Crimson Desert’s Kliff was originally so Scottish he was named after a MacBeth character, and his actor pushed Pearl Abyss to make him less “stoic”

Crimson Desert’s Kliff was originally so Scottish he was named after a MacBeth character, and his actor pushed Pearl Abyss to make him less “stoic”


I know exactly who Kliff, the protagonist of Crimson Desert, is. During my romp through the vast expanse of Pywel, he was a distant tower enthusiast with a side interest in lonely locomotives. Aside from those things, he’s rather bland. Though, the actor who played him has now outlined that throughout the game’s regularly shifting development – which included a name change for its main character – he pushed Pearl Abyss to make the character more than just a stoic line-grumbler.

Speaking on the Friends Per Second podcast, Kliff portrayer Alec Newman recalled that he petitioned Pearl Abyss to add more emotive detail and depth to the character’s tale and interactions at various points. “With this project, it was interesting because they kind of, I don’t want to say they kept changing the goalpost, but we started off recording with cards of the different parts of Pywel,” the actor recalled of the five year recording process for the game. “Various characters and he’s from this faction and he’s from that faction. And I kept just saying, ‘Yes, but what is happening?’”

“When when Kliff stopped being MacDuff, which was a considerable amount of time in to the recording of this – he was Macduff originally – once they settled on on Kliff, I just kept pushing and pushing and pushing about story and
character as much as I could,” Newman continued. So, that’s confirmation that the bloke from Crimson Desert was originally named after the antagonist of Shakespeare’s MacBeth. I knew he had a Scottish accent, but Pearl Abyss certainly were going all out to embrace the vibes north of the border in red pudding’s early days. How long will it be until we find out they cut a haggis-making minigame?

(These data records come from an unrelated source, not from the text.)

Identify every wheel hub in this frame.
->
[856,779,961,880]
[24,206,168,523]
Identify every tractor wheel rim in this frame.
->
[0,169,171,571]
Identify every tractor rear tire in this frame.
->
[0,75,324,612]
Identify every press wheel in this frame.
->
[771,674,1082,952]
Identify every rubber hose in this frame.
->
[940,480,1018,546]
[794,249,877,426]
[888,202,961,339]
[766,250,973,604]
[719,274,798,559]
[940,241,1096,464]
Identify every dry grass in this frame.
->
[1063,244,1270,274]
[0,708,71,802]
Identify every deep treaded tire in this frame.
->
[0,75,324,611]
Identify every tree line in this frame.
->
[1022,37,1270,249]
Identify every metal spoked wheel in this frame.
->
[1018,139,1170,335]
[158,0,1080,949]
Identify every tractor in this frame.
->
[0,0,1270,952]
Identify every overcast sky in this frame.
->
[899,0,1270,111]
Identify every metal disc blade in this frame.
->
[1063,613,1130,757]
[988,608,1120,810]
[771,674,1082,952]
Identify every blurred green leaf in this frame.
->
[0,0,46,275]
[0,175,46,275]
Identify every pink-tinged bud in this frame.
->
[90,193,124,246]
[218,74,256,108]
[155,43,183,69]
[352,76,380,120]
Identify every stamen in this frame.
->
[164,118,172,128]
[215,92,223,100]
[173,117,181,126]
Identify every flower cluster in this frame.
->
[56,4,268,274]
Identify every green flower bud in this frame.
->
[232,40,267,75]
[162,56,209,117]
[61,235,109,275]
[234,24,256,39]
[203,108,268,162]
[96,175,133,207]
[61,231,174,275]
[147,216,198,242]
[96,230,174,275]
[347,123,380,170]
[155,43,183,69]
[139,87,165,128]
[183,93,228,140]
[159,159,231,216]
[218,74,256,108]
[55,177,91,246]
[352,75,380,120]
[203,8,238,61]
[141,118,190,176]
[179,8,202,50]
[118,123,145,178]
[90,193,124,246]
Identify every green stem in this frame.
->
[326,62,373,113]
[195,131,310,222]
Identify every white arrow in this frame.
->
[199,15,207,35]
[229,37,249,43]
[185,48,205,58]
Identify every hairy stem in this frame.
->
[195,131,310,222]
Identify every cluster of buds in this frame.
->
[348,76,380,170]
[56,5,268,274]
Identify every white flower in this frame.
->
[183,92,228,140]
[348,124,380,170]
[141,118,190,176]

Anyway, my bemusement at my tower enthusiast being the thane of Fife aside, Newman added that he had to try and convince the developers that in order to add more emotional weight to Kliff’s tale, it’d help to have the character open up a bit more often:

After a while, there’s only so far you can go with him kind of being not flat, but you know, kind of stoic. Now, as a Scotsman myself, I know what that means, but it’s very, very hard to play 150 hours with somebody who doesn’t give anything away ever. So what’s been rewarding is that as people have played through over 100 hours, they’ve found bits of Kliff that do speak of something sort of more emotional sometimes. The whole Greymanes thing – after about two and a half years, [Pearl Abyss] decided they really wanted that to resonate. This idea of family and trying to bring something back together. I think that’s the main story strand of the game or the only story strand of the game when you begin it, I believe, not having played it. So that was the bridge point. I don’t want to say they started panicking, but they were like, ‘Oh yeah, we really want this. We really want Kliff to to care about his comrades’. And I said, ‘Well, he does, but you haven’t written that monologue’. So we brought it in gradually and wherever we could, we attended to it. Wherever we were given something that could be slightly humorous, we tried to bring that out, but I’ll be honest, those moments were fewer than they could have been.

Newman’s last comment mirrors the criticism Crimson Desert’s story’s faced since release, with even Pearl Abyss CEO Heo Jin-young admitting that it’s an element of the game the studio “could have done a better job with”.

As is, Pearl Abyss have been busy re-modeling various other aspects of red pudding via their early patches, as well as slipping out some AI artwork they’ve claimed wasn’t supposed to be left in.